Phase Ib study of niraparib plus androgen receptor-targeted therapy (ART) in patients (pts) with metastatic castration-resistant prostate cancer (mCRPC).

Abstract

122 Background: Poly ADP-ribose polymerase (PARP) inhibitor and abiraterone acetate + prednisone (AA+P) has activity in pts with mCRPC regardless of DNA repair gene defects (DRD). Methods: This phase 1b study (Bedivere; NCT02924766) began with a 3+3 dose escalation of niraparib (Part 1), followed by expansion (Part 2) of the recommended phase 2 dose (RP2D) of nira + AA+P. Pts with mCRPC received nira 200 or 300 mg/day with AA+P. Dose-limiting toxicities (DLTs) were evaluated the first 28 days. Serial PK for nira were collected on cycle 1 day 1 (C1D1) over 24 h; PK for nira and abiraterone were collected on C2D1 over 10 h.
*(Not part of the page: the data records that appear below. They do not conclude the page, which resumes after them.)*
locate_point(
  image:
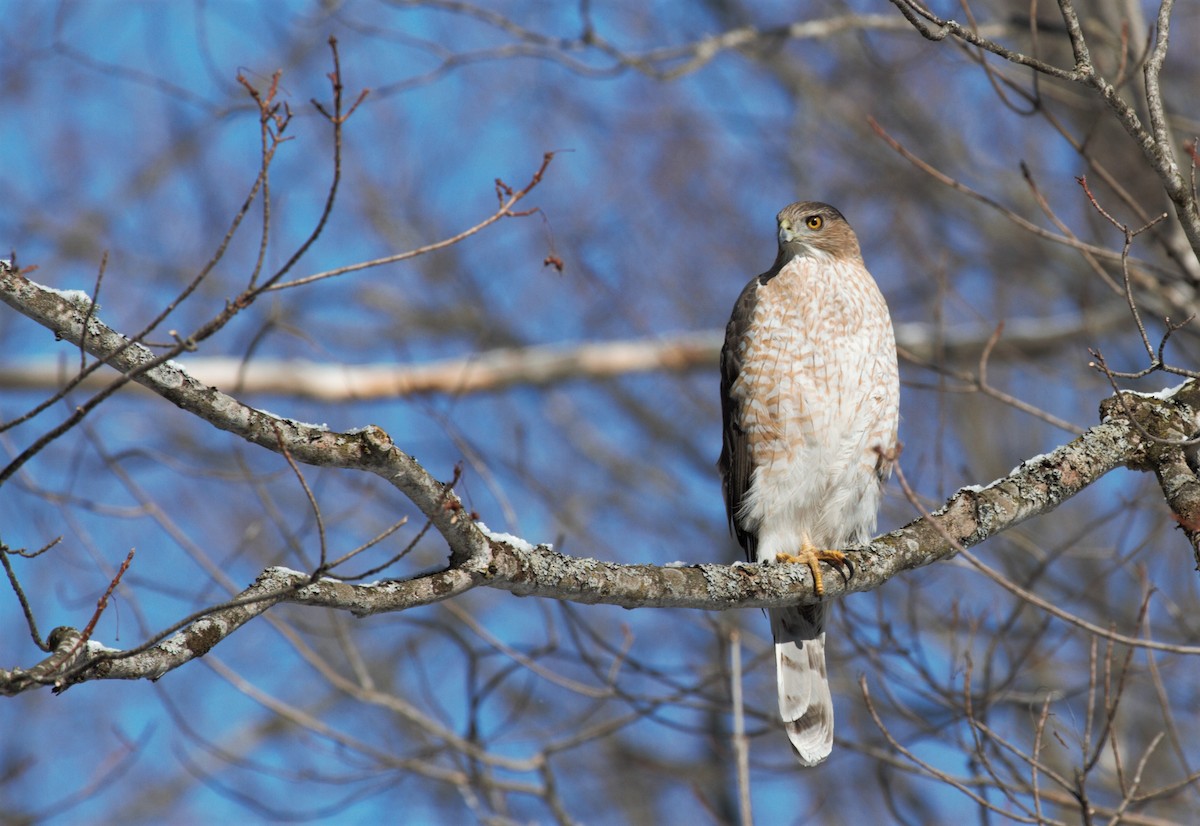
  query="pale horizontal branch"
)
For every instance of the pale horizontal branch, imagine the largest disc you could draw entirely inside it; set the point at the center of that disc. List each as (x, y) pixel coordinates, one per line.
(483, 558)
(549, 364)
Results: Nira 200 mg + 1000 mg AA+P was selected as the RP2D dose. 4 pts in 200 mg cohort and 8 pts in 300 mg cohort were enrolled in Part 1. During Part 1, 1 patient in the 300 mg cohort had two DLTs: Gr 3 fatigue and Gr 4 increased gamma glutamyltransferase. Therefore, the 200 mg dose was evaluated in 15 pts in Part 2. In 19 total pts treated with 200 mg niraparib, 12 (63%) pts had Gr 3-4 AEs, 5 (26%) pts had an AE with outcome of drug discontinuation and 1 (5%) patient had an AE with outcome of death (general physical health deterioration; unrelated). AEs of special interest were: 6 pts (32%) thrombocytopenia, 6 pts (32%) hypertension, 5 pts (26%) anemia and 3 pts (16%) neutropenia of any grade. 21% pts in 200 mg cohort had treatment emergent serious AE (TESAE) while 50% treated with 300 mg had TESAE. The exposure (AUC24h) on Day 1 of Cycle 2 for 200 mg niraparib with 1000 mg of AA were 17745±9380 ng.h/mL and 712±140 ng.h/mL, respectively. These exposures are consistent with single agent PK. Summaries of all responses will be provided, including a patient with primarily bone disease and carrying an ATM mutation who had a circulating tumor cell conversion and was on study treatment for 22.1 mo. Conclusions: The safety and PK findings support the choice of nira 200 mg in combination with AA+P in pts with mCRPC. The efficacy of nira + AA+P is being evaluated in an ongoing phase 3 MAGNITUDE study (NCT03748641). Clinical trial information: NCT02924766.